Prevailing state regulations allow insurers to vary premium costs over a range of age groups, for example, at a ratio of 5-to-1 between older and younger people because older people typically use more healthcare. However, in the exchanges, PPACA limits the range to just 3-to-1, beginning with 2014 coverage plans.
For example, if a 21-year-old’s 2013 annual premium is $1,200, a 60-year-old’s annual 2013 premium might be $6,000 in a typical state. In 2014, under the 3-to-1 rate band, the younger individual would pay $1,800 or 50% more, and the older individual would pay $5,400, or 10% less.
Forty-two states currently have bands of 5-to-1 or greater, according to America’s Health Insurance Plans (AHIP).
“The premiums and benefits that people will be shopping for in the exchanges in October reflect this new change in age rates,” says Robert Zirkelbach, AHIP press secretary. “So that’s already been implemented into the policies.”
Zirkelbach says age-rate restrictions are one of the factors causing 2014 exchange premiums to be higher in comparison to 2013 rates. Many PPACA critics have warned of premium “rate shock” for next year.

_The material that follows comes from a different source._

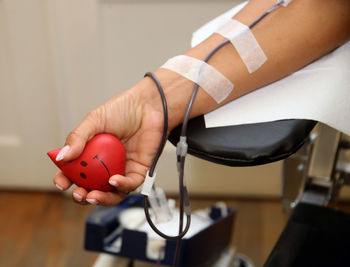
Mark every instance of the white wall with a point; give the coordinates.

Taxes on insurers, covering adult children up to age 26, richer benefit plans and other reform policies will also contribute to higher prices for coverage, Zirkelbach says. It’s not just the age-rate limitation. AHIP has advocated for a longer time frame to phase in the new ranges, rather than jumping to 3-to-1 overnight, but lawmakers weren’t open to changing the rule.
“We’ll talk about it to the extent that it helps explain what’s happening to premiums and help explain some of the changes that people are experiencing,” he says.
The policy increases the likelihood that younger, healthier people will wait to purchase health insurance until after they get sick or injured, thus driving up costs overall, as the risk pool skews toward those with greater healthcare needs.
New limits will increase premiums 30% for those ages 21 to 29, according to Oliver Wyman Consulting.